Endoform Reconstructive Template - PLGA
K-Number: K250598 · 2025-06-03
ApplicantAroa Biosurgery , Ltd.
Decision Date2025-06-03
Product CodeFTM
Advisory CommitteeSU
DecisionSubstantially Equivalent
Device Summary
Endoform Reconstructive Template - PLGA is a medical device manufactured by Aroa Biosurgery , Ltd.. It received FDA 510(k) clearance on 2025-06-03 under approval number K250598. The device is classified under product code FTM. It was reviewed by the SU advisory panel. FDA Decision: Substantially Equivalent.

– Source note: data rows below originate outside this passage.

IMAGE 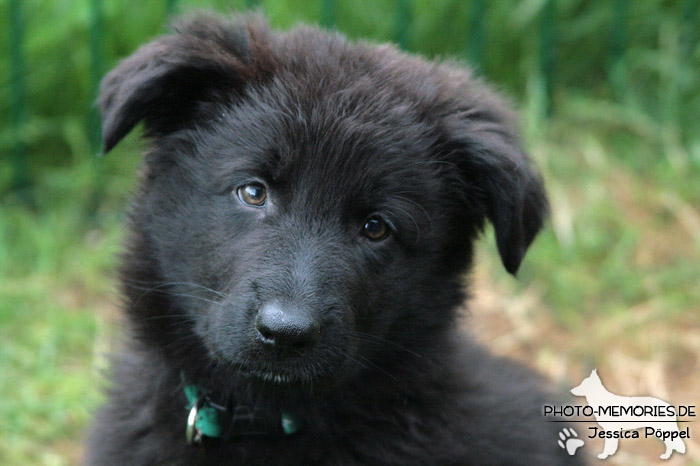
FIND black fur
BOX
[87,16,572,465]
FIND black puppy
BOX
[87,16,570,465]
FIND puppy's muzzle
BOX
[255,303,321,351]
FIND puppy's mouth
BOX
[237,365,339,388]
[238,367,304,386]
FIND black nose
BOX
[255,303,321,350]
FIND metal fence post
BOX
[9,0,32,204]
[321,0,338,29]
[467,0,486,68]
[88,0,105,215]
[681,0,700,58]
[395,0,413,50]
[609,0,629,97]
[540,0,557,116]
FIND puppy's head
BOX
[100,13,546,384]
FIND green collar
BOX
[183,375,302,445]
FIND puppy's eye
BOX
[362,217,389,241]
[236,183,267,207]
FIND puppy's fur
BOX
[87,16,570,465]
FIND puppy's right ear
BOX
[98,16,271,153]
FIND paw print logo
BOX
[557,427,584,456]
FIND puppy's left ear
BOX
[98,15,270,152]
[444,104,549,275]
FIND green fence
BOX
[7,0,699,204]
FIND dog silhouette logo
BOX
[571,369,687,460]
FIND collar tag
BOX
[183,375,302,445]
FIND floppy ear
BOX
[446,105,548,275]
[98,16,270,152]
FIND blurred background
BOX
[0,0,700,465]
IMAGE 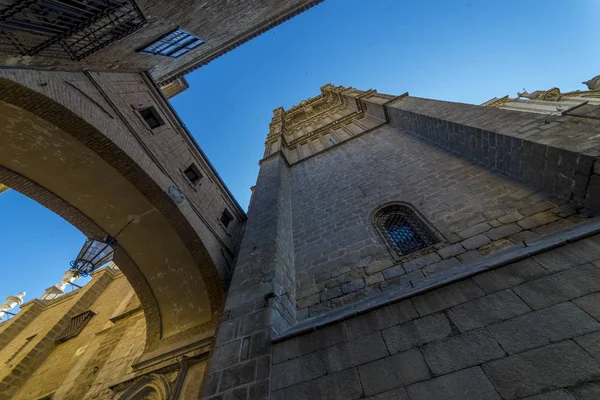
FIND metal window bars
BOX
[139,29,204,58]
[57,310,96,343]
[0,0,146,61]
[375,204,438,256]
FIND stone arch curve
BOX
[119,374,171,400]
[0,78,224,353]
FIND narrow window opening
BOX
[374,204,438,256]
[138,29,204,58]
[221,209,233,228]
[6,334,37,364]
[139,107,164,129]
[183,164,202,185]
[57,310,96,343]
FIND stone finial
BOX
[0,292,25,318]
[582,75,600,90]
[40,270,80,300]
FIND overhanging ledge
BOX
[272,217,600,343]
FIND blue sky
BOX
[0,0,600,310]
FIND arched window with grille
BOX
[374,204,439,257]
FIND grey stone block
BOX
[272,324,346,364]
[321,286,344,301]
[423,258,460,275]
[456,250,481,263]
[485,224,523,240]
[383,265,406,279]
[522,389,577,400]
[487,303,600,354]
[460,235,491,250]
[358,349,430,396]
[437,243,466,260]
[271,368,363,400]
[498,211,523,224]
[448,290,531,332]
[575,332,600,361]
[211,339,242,371]
[412,279,484,315]
[569,381,600,400]
[365,388,410,400]
[407,367,500,400]
[422,329,506,375]
[219,360,256,392]
[382,314,452,354]
[271,352,326,390]
[533,239,600,272]
[513,264,600,309]
[573,293,600,321]
[519,201,554,217]
[342,279,365,293]
[473,259,548,293]
[323,332,389,373]
[344,300,418,340]
[483,340,600,400]
[402,253,441,272]
[458,222,492,239]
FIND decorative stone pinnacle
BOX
[0,292,25,318]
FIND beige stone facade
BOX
[0,0,600,400]
[0,265,208,400]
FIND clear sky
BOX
[0,0,600,310]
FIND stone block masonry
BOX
[271,235,600,400]
[290,125,589,320]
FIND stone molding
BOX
[272,217,600,343]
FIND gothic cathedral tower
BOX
[204,80,600,400]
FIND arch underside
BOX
[0,79,223,351]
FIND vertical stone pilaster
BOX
[202,153,296,400]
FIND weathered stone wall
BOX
[385,97,600,210]
[202,154,296,400]
[0,0,322,81]
[271,235,600,400]
[0,271,210,400]
[291,125,589,319]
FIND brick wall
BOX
[291,125,589,319]
[0,0,322,80]
[271,235,600,400]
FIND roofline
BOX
[144,71,248,219]
[156,0,324,86]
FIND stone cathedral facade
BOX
[0,0,600,400]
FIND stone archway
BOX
[0,79,224,354]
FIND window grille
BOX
[183,164,202,185]
[58,311,96,343]
[6,334,37,364]
[375,204,438,256]
[221,209,233,228]
[139,29,204,58]
[138,107,164,129]
[0,0,146,61]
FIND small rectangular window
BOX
[183,164,202,185]
[138,29,204,58]
[6,333,37,364]
[138,107,164,129]
[57,311,96,343]
[221,209,233,228]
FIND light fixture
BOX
[70,214,139,276]
[71,236,117,276]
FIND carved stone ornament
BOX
[119,374,171,400]
[583,75,600,90]
[167,185,185,204]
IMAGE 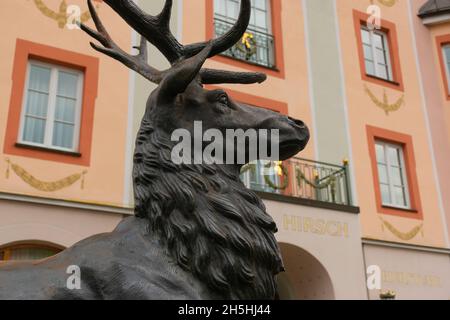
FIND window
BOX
[19,60,83,151]
[214,0,275,68]
[366,126,423,220]
[442,44,450,92]
[3,39,99,167]
[353,10,404,91]
[0,244,61,262]
[436,34,450,100]
[375,141,410,209]
[361,27,393,81]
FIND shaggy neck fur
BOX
[134,120,283,299]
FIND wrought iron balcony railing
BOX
[214,15,275,68]
[241,158,352,206]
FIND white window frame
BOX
[442,44,450,92]
[375,140,412,210]
[213,0,273,35]
[18,60,84,152]
[361,26,394,81]
[241,160,281,193]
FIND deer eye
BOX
[219,94,228,106]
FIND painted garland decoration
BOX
[235,32,257,60]
[241,161,336,192]
[365,86,405,115]
[370,0,397,7]
[6,159,87,192]
[379,217,423,241]
[33,0,96,29]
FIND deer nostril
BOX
[288,117,305,128]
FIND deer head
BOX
[81,0,309,165]
[81,0,309,299]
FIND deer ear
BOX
[159,42,213,99]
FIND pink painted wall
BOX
[0,0,131,206]
[337,0,447,247]
[412,0,450,244]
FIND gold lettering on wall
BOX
[283,215,350,238]
[382,271,442,288]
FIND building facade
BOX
[0,0,450,299]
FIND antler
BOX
[81,0,266,84]
[80,0,162,83]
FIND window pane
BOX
[53,122,75,149]
[373,33,384,50]
[214,0,227,16]
[361,29,371,46]
[394,187,407,207]
[25,91,48,118]
[387,147,400,167]
[252,0,267,11]
[380,184,392,205]
[378,164,389,184]
[226,0,239,20]
[55,97,76,124]
[366,60,376,76]
[444,46,450,63]
[377,64,389,80]
[391,167,404,187]
[375,48,387,65]
[22,117,46,144]
[28,65,51,93]
[254,10,267,30]
[363,44,373,61]
[57,71,78,99]
[375,144,386,163]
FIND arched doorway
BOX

Frequently Asked Questions
What is the Endoform Reconstructive Template - PLGA?
Endoform Reconstructive Template - PLGA is a medical device that received FDA 510(k) clearance on 2025-06-03. It is manufactured by Aroa Biosurgery , Ltd.. The 510(k) number is K250598.
When was Endoform Reconstructive Template - PLGA approved by the FDA?
Endoform Reconstructive Template - PLGA received FDA 510(k) clearance on 2025-06-03, under approval number K250598.
What company makes Endoform Reconstructive Template - PLGA?
Endoform Reconstructive Template - PLGA is manufactured by Aroa Biosurgery , Ltd..
What is the FDA product code for Endoform Reconstructive Template - PLGA?
The FDA product code for Endoform Reconstructive Template - PLGA is FTM.
Other Devices by Aroa Biosurgery , Ltd.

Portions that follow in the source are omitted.